1. Ensure that NetWare's time service is running on each server and that time is synchronized across the network.
One of the most common causes of NDS problems is that time is not synchronized between network servers. Time synchronization is extremely important because NDS keeps track of all changes made to the NDS database by time stamping them. If time is not synchronized, the NDS database cannot replicate changes across the network, causing significant NDS problems.
For example, if time is not synchronized between network servers and you add a User object, you may discover later that the User object does not appear in the NDS tree. In addition, you may not be able to access information about NDS objects, and users may not be able to print to PSERVER-based printers.
If you are experiencing these types of problems, you may want to take a look at time synchronization. Time synchronization problems can occur for several reasons:
NetWare's time service is not configured properly. For example, the network may have multiple reference servers or no reference server.
An equipment failure may prevent some servers from communicating with each other.
A server was shut down, and the CMOS clock did not match the actual date and time when the server was restarted.
A server was configured with an incorrect time zone or with no time zone.
Someone reset the date and time on a server in an active NDS tree.
Time synchronization problems are relatively easy to isolate. At each server console, you enter the following command:
The server then displays the current date and time, as well as basic time service information. For example, a particular server might display the following information:
Time zone string: "MST7MDT" DST status: ON DST start: Sunday, April 2, 2000 2:00:00 am MST DST end: Sunday, October 31, 1999 2:00:00 am MDT Time synchronization is active. Time is synchronized to the network. Monday, September 6, 1999 5:57:45 pm UTC Monday, September 6, 1999 11:57:45 am MDT
The first line is the time zone string, which defines the time zone in which the server resides. You should ensure that the time zone string accurately reflects the server's geographic location. (To find out what time zone your company resides in, refer to the U.S. Naval Observatory's corrected time zone map at http://aa.usno.navy.mil/AA/faq/docs/world_ tzones.html.)
In the example above, MST stands for mountain standard time, and MDT stands for mountain daylight time. The number 7 indicates that the company is located seven hours west of coordinated universal time (UTC), which is the meteorological equivalent of Greenwich mean time (GMT).
The number of hours west of UTC is typically represented as a negative number, and the number of hours east of UTC is typically represented as a positive number. However, NetWare assumes that your company is located west of UTC. To simplify the configuration process, a negative value is built into NetWare, thus enabling you to enter a positive number for time zones that are west of UTC. NetWare automatically reads the positive number as a negative number.

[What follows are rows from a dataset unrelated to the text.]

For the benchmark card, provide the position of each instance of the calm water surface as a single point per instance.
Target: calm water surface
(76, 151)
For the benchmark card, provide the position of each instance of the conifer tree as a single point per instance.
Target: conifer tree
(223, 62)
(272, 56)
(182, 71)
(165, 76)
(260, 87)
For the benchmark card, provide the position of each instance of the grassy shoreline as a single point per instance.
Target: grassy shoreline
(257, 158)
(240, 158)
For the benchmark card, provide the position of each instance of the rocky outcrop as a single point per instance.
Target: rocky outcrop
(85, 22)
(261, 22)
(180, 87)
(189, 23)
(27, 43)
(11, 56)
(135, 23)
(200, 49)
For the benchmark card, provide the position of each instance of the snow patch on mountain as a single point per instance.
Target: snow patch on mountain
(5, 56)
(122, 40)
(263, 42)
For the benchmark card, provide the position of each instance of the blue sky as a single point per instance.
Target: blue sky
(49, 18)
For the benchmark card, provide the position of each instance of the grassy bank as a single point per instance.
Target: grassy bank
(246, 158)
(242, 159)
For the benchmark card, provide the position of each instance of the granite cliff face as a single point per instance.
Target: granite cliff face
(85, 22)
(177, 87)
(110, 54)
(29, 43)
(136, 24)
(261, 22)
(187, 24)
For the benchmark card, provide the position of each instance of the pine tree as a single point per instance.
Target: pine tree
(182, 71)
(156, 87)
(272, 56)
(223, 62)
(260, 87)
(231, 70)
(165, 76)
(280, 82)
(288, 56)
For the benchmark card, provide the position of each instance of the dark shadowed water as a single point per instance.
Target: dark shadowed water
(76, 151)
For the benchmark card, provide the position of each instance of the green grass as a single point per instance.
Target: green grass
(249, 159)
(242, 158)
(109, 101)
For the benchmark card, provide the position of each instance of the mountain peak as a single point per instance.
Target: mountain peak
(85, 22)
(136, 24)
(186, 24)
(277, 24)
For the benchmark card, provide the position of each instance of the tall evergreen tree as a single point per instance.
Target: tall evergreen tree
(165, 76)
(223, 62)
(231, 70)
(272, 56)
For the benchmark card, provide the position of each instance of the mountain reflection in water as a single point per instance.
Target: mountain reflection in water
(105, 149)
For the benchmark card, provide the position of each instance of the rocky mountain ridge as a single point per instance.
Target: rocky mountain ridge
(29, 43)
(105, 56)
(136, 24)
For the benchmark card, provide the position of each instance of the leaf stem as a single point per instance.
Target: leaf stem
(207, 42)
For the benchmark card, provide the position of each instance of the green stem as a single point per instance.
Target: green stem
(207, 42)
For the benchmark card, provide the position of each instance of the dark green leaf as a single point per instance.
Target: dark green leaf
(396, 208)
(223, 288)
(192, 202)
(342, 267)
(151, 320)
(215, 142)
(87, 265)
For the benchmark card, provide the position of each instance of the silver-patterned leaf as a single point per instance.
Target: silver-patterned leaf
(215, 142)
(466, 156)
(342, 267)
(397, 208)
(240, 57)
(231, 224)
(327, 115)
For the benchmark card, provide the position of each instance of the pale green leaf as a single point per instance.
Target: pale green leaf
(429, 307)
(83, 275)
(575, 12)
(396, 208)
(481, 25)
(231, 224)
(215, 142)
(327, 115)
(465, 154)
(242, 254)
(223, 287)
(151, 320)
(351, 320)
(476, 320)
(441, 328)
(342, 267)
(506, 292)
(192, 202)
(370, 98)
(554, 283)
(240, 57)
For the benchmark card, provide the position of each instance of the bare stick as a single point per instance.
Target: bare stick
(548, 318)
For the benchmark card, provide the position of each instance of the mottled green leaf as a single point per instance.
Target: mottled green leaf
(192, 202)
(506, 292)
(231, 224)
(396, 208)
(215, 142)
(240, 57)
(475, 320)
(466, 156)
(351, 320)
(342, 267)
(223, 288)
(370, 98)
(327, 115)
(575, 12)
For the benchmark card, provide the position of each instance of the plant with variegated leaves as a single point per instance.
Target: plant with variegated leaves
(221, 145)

Although this solution works well if your company is located west of UTC, it complicates the configuration process if your company is located east of UTC. For example, suppose that your company is located in the Western Australia time zone--eight hours east of UTC. Normally, this number is represented as a positive number. But if you enter WAST8WADT as the time zone string, NetWare reads that number as a negative number and assumes that your company is located in the Pacific time zone--eight hours west of UTC.
To get around this problem, you need to enter WAST-8WADT as the time zone string. Inserting a negative number negates the negative value built into NetWare, which then reads it as a positive number. (For more information about how NetWare handles time zone strings, see Novell's technical information document about time zone codes and offsets. To view this document, visit Novell's Support Connection web site at http://support.novell.com, and use the Knowledgebase feature to search for document number 2908587.)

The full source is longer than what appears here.